NOW, THEREFORE, in consideration of the promises and of the mutual agreements and covenants set forth herein and in the Merger Agreement and for other good and valuable consideration, the receipt and adequacy of which are hereby acknowledged, and intending to be legally bound hereby, the parties hereto agree as follows:
ARTICLE I
DEFINITIONS
1.1Defined Terms. The following capitalized terms, as used in this Voting Agreement, shall have the meanings set forth below.
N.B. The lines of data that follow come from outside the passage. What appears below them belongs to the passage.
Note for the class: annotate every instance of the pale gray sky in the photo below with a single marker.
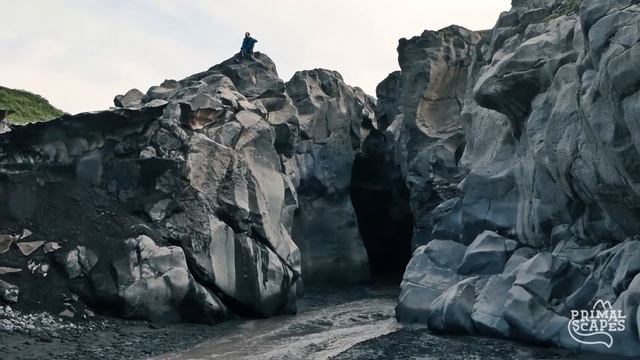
(80, 53)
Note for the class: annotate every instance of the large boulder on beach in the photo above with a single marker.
(241, 180)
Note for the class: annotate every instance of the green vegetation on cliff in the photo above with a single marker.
(26, 107)
(569, 7)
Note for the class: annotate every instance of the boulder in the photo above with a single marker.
(132, 99)
(9, 293)
(451, 311)
(431, 271)
(154, 283)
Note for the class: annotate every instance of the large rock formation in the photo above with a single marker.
(180, 203)
(538, 119)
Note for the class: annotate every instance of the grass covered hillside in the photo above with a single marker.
(26, 107)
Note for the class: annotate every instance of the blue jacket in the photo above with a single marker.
(247, 44)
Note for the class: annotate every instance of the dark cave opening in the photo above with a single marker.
(381, 202)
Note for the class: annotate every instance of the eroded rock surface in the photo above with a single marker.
(215, 194)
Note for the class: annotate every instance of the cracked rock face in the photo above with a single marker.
(547, 114)
(231, 185)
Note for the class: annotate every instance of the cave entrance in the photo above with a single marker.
(381, 202)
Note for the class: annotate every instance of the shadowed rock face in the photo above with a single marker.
(547, 112)
(187, 196)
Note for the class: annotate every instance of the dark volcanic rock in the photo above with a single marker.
(208, 178)
(535, 123)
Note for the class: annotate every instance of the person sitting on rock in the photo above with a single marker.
(247, 45)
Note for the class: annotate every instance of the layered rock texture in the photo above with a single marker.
(180, 203)
(520, 150)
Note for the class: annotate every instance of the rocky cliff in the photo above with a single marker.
(520, 150)
(180, 203)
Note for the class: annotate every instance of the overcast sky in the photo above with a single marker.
(80, 53)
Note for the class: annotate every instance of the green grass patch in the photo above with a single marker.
(27, 107)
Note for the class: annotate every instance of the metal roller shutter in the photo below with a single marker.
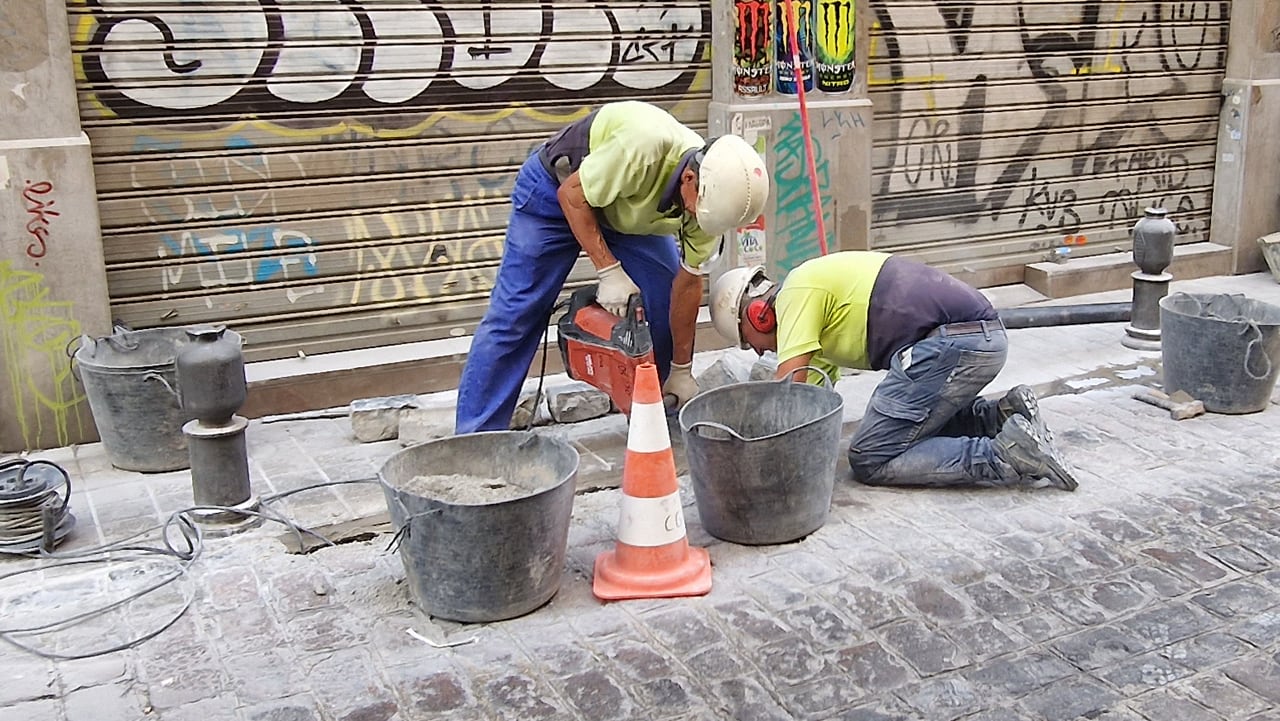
(1009, 129)
(330, 174)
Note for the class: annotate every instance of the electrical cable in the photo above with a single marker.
(792, 21)
(181, 544)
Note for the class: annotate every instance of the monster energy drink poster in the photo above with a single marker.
(835, 45)
(752, 30)
(803, 9)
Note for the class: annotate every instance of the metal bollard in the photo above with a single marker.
(1152, 252)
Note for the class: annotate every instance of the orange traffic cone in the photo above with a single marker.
(652, 557)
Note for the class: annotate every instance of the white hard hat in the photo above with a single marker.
(727, 293)
(732, 185)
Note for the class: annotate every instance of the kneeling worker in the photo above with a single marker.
(938, 338)
(622, 185)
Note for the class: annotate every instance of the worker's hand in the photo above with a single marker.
(616, 288)
(680, 384)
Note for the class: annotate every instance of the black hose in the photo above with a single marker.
(1037, 316)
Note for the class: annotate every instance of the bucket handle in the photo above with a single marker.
(1248, 352)
(154, 375)
(720, 427)
(826, 379)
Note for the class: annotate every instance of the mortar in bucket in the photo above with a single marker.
(131, 380)
(483, 521)
(1221, 348)
(762, 459)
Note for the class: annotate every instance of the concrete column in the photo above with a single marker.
(53, 281)
(1246, 186)
(840, 124)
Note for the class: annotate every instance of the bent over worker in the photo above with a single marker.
(622, 185)
(941, 342)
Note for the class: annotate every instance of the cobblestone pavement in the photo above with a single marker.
(1151, 593)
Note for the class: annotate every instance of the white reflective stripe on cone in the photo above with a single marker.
(648, 430)
(650, 521)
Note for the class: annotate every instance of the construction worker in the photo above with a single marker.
(621, 185)
(941, 342)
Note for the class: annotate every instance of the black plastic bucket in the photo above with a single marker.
(1220, 348)
(131, 380)
(483, 561)
(762, 459)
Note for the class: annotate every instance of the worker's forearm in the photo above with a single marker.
(581, 220)
(795, 368)
(686, 291)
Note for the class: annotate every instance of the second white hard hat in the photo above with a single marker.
(726, 300)
(732, 186)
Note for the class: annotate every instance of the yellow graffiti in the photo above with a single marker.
(871, 68)
(85, 32)
(32, 327)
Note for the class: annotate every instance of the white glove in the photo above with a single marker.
(616, 288)
(680, 383)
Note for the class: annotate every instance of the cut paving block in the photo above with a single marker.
(576, 401)
(1112, 272)
(378, 419)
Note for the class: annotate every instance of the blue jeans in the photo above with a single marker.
(536, 258)
(924, 423)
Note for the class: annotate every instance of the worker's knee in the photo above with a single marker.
(867, 468)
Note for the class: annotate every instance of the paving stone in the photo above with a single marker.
(746, 701)
(576, 401)
(927, 651)
(1070, 699)
(935, 602)
(1187, 564)
(206, 710)
(867, 605)
(110, 702)
(997, 601)
(517, 697)
(42, 710)
(1015, 676)
(872, 667)
(752, 621)
(1170, 623)
(1262, 630)
(378, 419)
(944, 698)
(821, 624)
(1162, 703)
(1132, 676)
(790, 661)
(682, 628)
(821, 697)
(1237, 599)
(1100, 647)
(1221, 694)
(984, 639)
(1258, 675)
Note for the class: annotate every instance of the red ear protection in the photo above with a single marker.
(760, 315)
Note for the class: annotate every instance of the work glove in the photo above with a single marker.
(616, 288)
(680, 386)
Capitalized terms used but not otherwise defined herein shall have the meanings ascribed thereto in the Merger Agreement.
(a) “Beneficially Own”, “Beneficial Ownership” or “beneficial owner” with respect to any Company Securities means having “beneficial ownership” of such securities (as determined pursuant to Rule13d-3 under the Securities Exchange Act of 1934, as amended (the “Exchange Act”)), including pursuant to any Contract, whether or not in writing. Without duplicative counting of the same securities by the same holder, securities Beneficially Owned by a Person shall include securities Beneficially Owned by all other Persons who are controlled affiliates of such Person and who together with such Person would constitute a “group” within the meaning of Section 13(d)(3) of the Exchange Act.
(b) “Shareholder Shares” means all Company Shares held of record or Beneficially Owned by Shareholder, whether currently issued and outstanding or hereinafter acquired, including, without limitation, by exercising any Company Option, or the vesting of any Company RSU or Company PSU held of record or Beneficially Owned by Shareholder.